# [Installation] Gentoo + Double Coeur, multithread ...?

## Gubluck

Il y a de cela plusieurs jours j'ai tenté une installation sur mon new Pc Portable qui est un Amd64 Turion X2 (Double coeur donc).

L'installation n'a pas posé de problème, mais lors du boot j'avais un beau kernel panic qui me retourné une erreur de IO Scheduler.

J'ai tenté d'appliquer les options Noapic, nolapic, apic, lapic ... Bref j'ai tout tenté mais rien n'y a fait. Par manque de temps et pour cause de déménagement j'ai dû me rabbatre sur une autre distro qui a fonctionné :s

Mais now j'aimerai réussir cette installation, aprés m'être documenté un peu tout est confus et j'espere que quelqu'un pourra m'éclairer :

Mon Dual Core nécessite que je choisisse le noyau SMP à l'install de la Gentoo ?

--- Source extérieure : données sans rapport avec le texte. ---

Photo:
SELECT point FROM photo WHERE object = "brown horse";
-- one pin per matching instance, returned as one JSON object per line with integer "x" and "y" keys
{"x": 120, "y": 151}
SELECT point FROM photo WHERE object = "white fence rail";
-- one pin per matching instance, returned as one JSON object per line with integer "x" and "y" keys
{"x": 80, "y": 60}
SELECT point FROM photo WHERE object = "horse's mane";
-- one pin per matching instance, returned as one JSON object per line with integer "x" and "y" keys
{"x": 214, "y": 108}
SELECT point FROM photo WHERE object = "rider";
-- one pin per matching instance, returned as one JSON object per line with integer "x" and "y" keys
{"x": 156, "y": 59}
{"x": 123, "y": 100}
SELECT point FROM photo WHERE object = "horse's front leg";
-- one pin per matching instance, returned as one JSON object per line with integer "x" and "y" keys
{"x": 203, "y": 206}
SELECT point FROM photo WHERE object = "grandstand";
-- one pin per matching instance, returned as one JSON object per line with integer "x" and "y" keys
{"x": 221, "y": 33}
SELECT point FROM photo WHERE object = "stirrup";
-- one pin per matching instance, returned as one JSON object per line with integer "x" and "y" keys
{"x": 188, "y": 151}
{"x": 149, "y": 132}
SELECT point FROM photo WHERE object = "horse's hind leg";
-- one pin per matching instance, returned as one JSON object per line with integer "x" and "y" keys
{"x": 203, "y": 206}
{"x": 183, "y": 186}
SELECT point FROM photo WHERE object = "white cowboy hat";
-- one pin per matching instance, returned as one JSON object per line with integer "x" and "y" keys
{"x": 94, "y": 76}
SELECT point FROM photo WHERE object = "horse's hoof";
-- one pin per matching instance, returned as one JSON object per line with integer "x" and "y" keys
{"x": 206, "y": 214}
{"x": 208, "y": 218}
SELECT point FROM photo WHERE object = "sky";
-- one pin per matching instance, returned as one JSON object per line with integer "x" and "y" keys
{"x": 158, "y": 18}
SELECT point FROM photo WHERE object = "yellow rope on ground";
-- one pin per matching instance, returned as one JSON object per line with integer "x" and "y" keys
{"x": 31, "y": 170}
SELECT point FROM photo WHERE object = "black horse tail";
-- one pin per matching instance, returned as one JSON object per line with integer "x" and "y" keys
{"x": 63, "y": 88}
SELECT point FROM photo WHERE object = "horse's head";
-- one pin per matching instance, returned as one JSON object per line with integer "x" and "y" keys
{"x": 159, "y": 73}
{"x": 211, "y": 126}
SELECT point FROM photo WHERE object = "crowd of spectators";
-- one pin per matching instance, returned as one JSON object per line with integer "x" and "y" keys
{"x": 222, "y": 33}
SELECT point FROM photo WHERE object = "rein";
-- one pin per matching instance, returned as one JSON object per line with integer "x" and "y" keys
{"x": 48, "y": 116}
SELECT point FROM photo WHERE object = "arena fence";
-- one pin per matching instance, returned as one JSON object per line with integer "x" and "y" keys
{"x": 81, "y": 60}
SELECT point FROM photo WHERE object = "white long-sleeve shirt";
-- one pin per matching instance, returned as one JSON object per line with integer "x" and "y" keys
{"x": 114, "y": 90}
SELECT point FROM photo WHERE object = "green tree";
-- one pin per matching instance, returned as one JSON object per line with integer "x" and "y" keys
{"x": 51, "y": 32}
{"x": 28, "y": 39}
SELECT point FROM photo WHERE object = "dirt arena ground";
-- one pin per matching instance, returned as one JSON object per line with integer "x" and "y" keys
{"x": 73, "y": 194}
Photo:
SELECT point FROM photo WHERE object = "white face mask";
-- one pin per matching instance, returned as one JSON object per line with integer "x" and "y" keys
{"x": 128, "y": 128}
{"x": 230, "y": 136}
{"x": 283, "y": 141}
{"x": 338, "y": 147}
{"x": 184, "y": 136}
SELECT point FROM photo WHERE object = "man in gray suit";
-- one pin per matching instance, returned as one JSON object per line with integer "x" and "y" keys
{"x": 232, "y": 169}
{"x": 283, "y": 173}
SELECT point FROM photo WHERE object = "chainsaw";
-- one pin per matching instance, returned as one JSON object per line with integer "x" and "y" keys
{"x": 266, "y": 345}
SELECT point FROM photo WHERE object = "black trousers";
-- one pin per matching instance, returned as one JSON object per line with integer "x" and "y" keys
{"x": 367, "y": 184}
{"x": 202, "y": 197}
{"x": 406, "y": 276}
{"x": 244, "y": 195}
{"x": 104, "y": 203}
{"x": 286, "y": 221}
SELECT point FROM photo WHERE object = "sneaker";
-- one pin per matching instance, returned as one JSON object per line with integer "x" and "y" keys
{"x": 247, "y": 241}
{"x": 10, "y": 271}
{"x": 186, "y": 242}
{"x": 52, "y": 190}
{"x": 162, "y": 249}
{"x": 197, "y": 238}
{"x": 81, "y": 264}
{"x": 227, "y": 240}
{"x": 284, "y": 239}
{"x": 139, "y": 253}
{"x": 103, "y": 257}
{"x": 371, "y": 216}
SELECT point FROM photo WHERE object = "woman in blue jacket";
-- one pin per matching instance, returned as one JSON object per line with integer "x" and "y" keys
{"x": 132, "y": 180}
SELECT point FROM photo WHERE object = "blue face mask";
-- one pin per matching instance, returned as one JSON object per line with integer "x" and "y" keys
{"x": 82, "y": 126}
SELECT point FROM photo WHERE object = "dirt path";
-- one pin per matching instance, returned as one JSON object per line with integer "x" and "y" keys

Dans la config du noyau je dois choisir le support pour plusieurs processeurs, ou pour MultiThread comme le dit la Doc (La je pense pas me tromper, vu que la doc le dis  :Smile: ).

Donc déja une interrogation au niveau du noyau, et ensuite ? Devrais-je passer certaines options au Grub, ou faire quoi que ce soit pour le support APIC ? J'ai pas tout compris à ce niveau là; d'autres choses à emerger pour que le DualCore marche ?!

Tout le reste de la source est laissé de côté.